The results provide the first evidence that gene conversion can counteract mutation buildup in an asexual vertebrate — that is, one whose offspring are essentially genetic copies, or clones, of the parent.
“If these patterns hold broadly, it suggests we may need to treat DNA repair and gene conversion as part of the toolkit shaping the evolutionary fate of clonal species,” says Waldir Miron Berbel-Filho, an evolutionary biologist at the University of West Florida in Pensacola who was not involved in the research but wrote an accompanying commentary in the same issue of Nature.

The Amazon molly has thrived for more than 100,000 years in warm rivers and lagoons along the Mexico-Texas border. Although still reliant on males from closely related species to trigger egg development, females propagate themselves clonally with little sign of genetic decay.
Warren and his colleagues first published a version of the fish’s genome in 2018. But, owing to limitations of DNA sequencing technologies available at the time, they could not say how exactly the genome kept its mutations in check.
The team needed newer sequencing tools that could cleanly separate the fish’s paired chromosomes, each of which came from a different ancestral species that mated long ago to produce the first of this unusual hybrid lineage.
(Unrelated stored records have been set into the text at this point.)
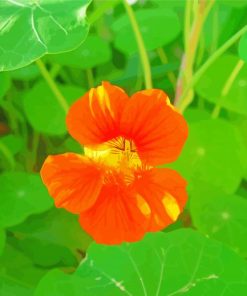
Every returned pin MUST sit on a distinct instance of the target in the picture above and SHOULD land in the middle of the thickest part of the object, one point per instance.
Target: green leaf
(2, 240)
(18, 275)
(152, 24)
(31, 29)
(21, 195)
(242, 47)
(26, 73)
(178, 262)
(94, 51)
(50, 239)
(5, 83)
(212, 154)
(212, 82)
(220, 216)
(12, 142)
(44, 112)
Such tools make it possible to study mutations in much finer detail and to pinpoint hidden processes shaping the genome over time.
Once that technology became available, Warren and his colleagues took another look. Now, the researchers could clearly see telltale patterns of gene conversion occurring across the genome, echoing results others have seen in simpler organisms, including rotifers, water fleas, mites and flatworms.
By generating new pockets of genetic variation, the process “gives natural selection something to act on,” says computational biologist Edward Ricemeyer from the Ludwig Maximilian University of Munich.
Gene conversion doesn’t just scrub away harmful mutations and fix advantageous variants, though. The chromosome changeovers also appear to iron out genetic mismatches that can give rise to hybrid incompatibility, a situation in which genes inherited from two different parental species do not work well together.
The mechanism is not a perfect substitute for sex. The molly still accumulates mutations faster than a sexually reproducing species would. And the process cannot generate the flood of new gene combinations produced by sexual reproduction.
Still, the findings suggest that the fate of asexual species may not be quite as bleak as once thought — and could prompt scientists to refine their thinking about the evolutionary logic behind sex, notes Anne-Marie Dion-Côté, an evolutionary geneticist at the Université de Moncton in New Brunswick, Canada, who was not involved in the study.
“It really forces us to think outside of the box and outside of the textbooks,” she says.